Awesome
OptimizeMVS
Created by Yi Wei, Shaohui Liu and Wang Zhao from Tsinghua University.
Introduction
This repository contains source code for Conditional Single-view Shape Generation for Multi-view Stereo Reconstruction in tensorflow.
Installation
The code has been tested with Python 2.7, tensorflow 1.3.0 on Ubuntu 16.04.
1. Clone code
git clone https://github.com/weiyithu/OptimizeMVS.git
2. Install packages
Python virtual environment is recommended.
cd OptimizeMVS
virtualenv env
source ./env/bin/activate
pip install -r requirements.txt
You need to compile the external libraries:
sh compile.sh
Usage
1. One-button setup
sh init_data.sh
2. Two-stage training
sh train.sh
Default training options are stored in the config
folder.
3. Evaluation
You can download our pretrained model: single-category, multi-category and move it to a folder named demo
for evaluation.
sh download_trained_model.sh
To evaluate your own model, set the 'load' option in test.sh
as the path to your model.
sh test.sh
The results might be slightly better than reported in the paper.
Acknowledgements
Part of the external operators are borrowed from latent_3d_points and PointNet++. The multi-view images were rendered from ShapeNetCore with the preprocessing scripts in mvcSnP and the point cloud data was from latent_3d_points. We sincerely thank the authors for their kind help.

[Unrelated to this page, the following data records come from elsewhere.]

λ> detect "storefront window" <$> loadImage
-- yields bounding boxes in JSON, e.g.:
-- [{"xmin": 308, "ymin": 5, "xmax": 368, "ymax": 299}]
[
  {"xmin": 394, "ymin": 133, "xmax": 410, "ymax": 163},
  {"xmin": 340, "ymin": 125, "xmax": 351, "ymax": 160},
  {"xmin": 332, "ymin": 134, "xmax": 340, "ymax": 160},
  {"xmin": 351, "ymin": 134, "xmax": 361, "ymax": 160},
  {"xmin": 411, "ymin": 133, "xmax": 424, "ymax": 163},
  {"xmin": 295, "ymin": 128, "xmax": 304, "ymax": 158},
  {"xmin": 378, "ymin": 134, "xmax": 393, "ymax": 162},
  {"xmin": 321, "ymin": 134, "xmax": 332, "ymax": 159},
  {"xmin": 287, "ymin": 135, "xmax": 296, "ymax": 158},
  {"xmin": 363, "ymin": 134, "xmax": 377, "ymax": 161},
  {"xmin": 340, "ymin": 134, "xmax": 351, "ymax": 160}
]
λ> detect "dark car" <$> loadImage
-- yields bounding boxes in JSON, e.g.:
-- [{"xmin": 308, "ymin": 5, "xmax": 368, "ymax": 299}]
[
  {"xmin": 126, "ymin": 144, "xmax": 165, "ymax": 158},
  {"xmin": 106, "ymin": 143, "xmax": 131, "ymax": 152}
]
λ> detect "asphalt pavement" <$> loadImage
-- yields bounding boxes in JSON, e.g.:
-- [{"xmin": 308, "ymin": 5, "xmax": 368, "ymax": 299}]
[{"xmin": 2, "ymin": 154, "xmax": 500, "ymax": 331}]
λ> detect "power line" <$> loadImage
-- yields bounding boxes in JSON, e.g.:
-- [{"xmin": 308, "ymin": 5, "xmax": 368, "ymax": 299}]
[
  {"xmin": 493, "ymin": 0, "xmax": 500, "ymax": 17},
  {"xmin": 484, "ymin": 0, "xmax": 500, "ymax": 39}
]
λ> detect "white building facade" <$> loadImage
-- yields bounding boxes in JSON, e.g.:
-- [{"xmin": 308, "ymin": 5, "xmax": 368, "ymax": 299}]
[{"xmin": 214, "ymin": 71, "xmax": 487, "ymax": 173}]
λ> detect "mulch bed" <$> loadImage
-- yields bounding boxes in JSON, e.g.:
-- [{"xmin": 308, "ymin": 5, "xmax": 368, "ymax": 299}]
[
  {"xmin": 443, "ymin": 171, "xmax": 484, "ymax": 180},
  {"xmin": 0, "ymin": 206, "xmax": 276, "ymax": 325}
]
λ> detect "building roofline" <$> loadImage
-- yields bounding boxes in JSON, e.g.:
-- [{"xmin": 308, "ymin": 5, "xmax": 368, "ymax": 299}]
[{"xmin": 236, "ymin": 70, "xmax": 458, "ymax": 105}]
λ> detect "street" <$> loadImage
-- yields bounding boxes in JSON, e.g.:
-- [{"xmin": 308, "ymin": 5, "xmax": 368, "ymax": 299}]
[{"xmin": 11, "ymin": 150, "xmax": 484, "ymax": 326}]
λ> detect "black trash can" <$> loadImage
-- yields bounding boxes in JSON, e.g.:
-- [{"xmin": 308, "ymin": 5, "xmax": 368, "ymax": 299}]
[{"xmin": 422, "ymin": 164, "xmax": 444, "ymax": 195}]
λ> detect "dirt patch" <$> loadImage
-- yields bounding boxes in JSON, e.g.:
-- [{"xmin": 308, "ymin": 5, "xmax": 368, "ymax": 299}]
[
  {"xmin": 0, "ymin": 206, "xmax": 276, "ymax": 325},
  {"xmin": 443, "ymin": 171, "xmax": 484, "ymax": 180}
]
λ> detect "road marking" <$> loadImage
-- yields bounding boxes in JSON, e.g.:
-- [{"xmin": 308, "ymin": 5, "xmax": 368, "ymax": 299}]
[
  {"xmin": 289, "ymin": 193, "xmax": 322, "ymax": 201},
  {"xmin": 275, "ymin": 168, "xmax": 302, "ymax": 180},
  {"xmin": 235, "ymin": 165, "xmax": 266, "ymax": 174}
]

This work was supported in part by the National Natural Science Foundation of China under Grant U1813218, Grant 61822603, Grant U1713214, Grant 61672306, and Grant 61572271.
Citation
If you find this work useful in your research, please consider citing:
@inproceedings{wei2019conditional,
author = {Wei, Yi and Liu, Shaohui and Zhao, Wang and Lu, Jiwen and Zhou, Jie},
title = {Conditional Single-view Shape Generation for Multi-view Stereo Reconstruction},
booktitle = {Proceedings of IEEE Conference on Computer Vision and Pattern Recognition (CVPR)},
year = {2019}
}
The first three authors share equal contributions.